Consolati e ambasciate

MissioneIndirizzoTelefono
Ambasciata d'Albania2100 S Street NW, Washington, DC 20008+1 202 223 4942
Consolato d'Albania, New York320 East 79th Street, New York, NY 10075+1 212 255 7381
Ambasciata del Kosovo3612 Massachusetts Avenue NW, Washington, DC 20007+1 202 450 2130
Consolato Generale del Kosovo, New York801 Second Avenue, Suite 301, New York, NY 10017+1 212 949 1400
Consolato del Kosovo, Des Moines309 Court Avenue, Suite 223, Des Moines, IA 50309+1 515 875 4944

Questi cinque sono l'elenco completo della rappresentanza degli stati albanese e kosovare negli Stati Uniti. Diversi siti di visti commerciali pubblicizzano anche consolati onorari albanesi a Detroit, Boston, New Orleans e Stamford; nessuno di questi appare nell'elenco delle missioni del ministero degli esteri albanese, e almeno uno nomina un console deceduto.
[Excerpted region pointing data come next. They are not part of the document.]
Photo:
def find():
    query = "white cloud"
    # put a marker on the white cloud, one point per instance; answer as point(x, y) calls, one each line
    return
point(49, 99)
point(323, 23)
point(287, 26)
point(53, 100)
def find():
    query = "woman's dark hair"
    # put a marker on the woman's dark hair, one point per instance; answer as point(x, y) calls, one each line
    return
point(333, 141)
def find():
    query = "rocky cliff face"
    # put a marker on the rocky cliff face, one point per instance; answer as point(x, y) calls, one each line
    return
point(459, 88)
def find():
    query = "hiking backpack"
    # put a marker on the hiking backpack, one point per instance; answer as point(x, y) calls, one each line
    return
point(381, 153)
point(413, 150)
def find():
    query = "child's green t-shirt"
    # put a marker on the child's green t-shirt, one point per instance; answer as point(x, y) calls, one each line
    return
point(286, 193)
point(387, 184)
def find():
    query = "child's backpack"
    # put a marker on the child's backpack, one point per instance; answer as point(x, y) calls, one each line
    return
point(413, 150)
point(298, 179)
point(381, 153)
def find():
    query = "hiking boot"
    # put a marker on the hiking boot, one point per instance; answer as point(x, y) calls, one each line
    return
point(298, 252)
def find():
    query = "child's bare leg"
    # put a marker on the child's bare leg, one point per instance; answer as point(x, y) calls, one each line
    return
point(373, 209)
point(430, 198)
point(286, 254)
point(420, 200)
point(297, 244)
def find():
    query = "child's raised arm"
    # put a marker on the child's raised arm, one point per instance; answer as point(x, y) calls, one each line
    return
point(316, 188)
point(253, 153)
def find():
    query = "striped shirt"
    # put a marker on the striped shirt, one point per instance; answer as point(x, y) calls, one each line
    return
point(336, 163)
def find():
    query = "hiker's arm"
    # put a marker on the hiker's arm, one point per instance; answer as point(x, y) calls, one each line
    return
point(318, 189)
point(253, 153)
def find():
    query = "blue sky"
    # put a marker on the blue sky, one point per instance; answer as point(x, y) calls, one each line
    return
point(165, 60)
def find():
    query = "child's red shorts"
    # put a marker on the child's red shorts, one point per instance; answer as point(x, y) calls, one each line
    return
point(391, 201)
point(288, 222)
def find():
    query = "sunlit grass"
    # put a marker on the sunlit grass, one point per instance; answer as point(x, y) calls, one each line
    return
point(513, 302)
Non fare affidamento su di loro.

Chiese, moschee e il teqe

  • Cattedrale di San Giorgio, 517 East Broadway, South Boston, MA — sede dell'Arcidiocesi Ortodossa Albanese in America (Chiesa Ortodossa in America), che conta undici parrocchie in sei stati.
  • Albanesi Ortodossa d'America (Patriarcato Ecumenico), 245 D Street, South Boston, MA — l'altra giurisdizione ortodossa albanese, a quattro isolati di distanza.
  • Chiesa dell'Assunzione della Vergine Maria, 535 Salisbury Street, Worcester, MA — la più antica congregazione albanese degli Stati Uniti, organizzata nel 1911.
  • Chiesa Ortodossa Albanese di San Tommaso, 29150 Ten Mile Road, Farmington Hills, MI — fondata a Detroit nel 1929.
  • Nostra Signora di Scutari, 361 West Hartsdale Avenue, Hartsdale, NY — la prima parrocchia cattolica albanese negli Stati Uniti, eretta nel Bronx nel 1989 e consacrata a Westchester nel 1999.
  • Nostra Signora degli Albanesi, 29350 Lahser Road, Southfield, MI, e Chiesa cattolica albanese di San Paolo, 344 Auburn Road, Rochester, MI.
  • Albanian Islamic Center, 19775 Harper Avenue, Harper Woods, MI — inaugurato il 3 novembre 1963, successore della moschea convertita in chiesa Detroit's Albanians, inaugurata su Hamilton Avenue nel 1951.
  • Centro Culturale Islamico Albanese, 307 Victory Boulevard, Staten Island, NY.
  • Comunità musulmana albanese americana, 38 Raymond Street, Waterbury, CT.
  • Prima Bektashi Teqe albanese in America, 71749 North Line Road, Taylor, MI — la prima casa Bektashi nell'emisfero occidentale, fondata nel 1954. La türbe è aperta tutti i giorni.

Scuole albanesi

Il registro del governo albanese elenca i siti 31 sotto 21 nomi di scuole, a New York (13), Michigan, Massachusetts, Connecticut, Pennsylvania, Texas, Illinois, New Jersey e Florida. Un campione rappresentativo:

  • Shkolla shqipe "Mëso Shqip" — I.S. R002 George L. Egbert, 333 Midland Avenue, Staten Island, NY (il più grande, 200–240 studenti).
  • Shkolla shqipe në Bronx — Christopher Columbus High School, 925 Astor Avenue, e MS 80, Mosholu Parkway East.
  • "Hasan Prishtina" — 106 Columbia Boulevard, Waterbury, CT; "Shqiponjat" — 233 South Elm Street, Waterbury.
  • Shkolla shqipe në Michigan — 1451 East Big Beaver Road, Troy, MI; "Nënë Tereza" — 29350 Lahser Road, Southfield, MI.
  • "Besa" — 100 William T. Morrissey Boulevard, Boston, MA; "Iliria" — Arlington e Beverly, MA.
  • Shkolla shqipe Napoli — 16165 Learning Lane, Napoli, FL.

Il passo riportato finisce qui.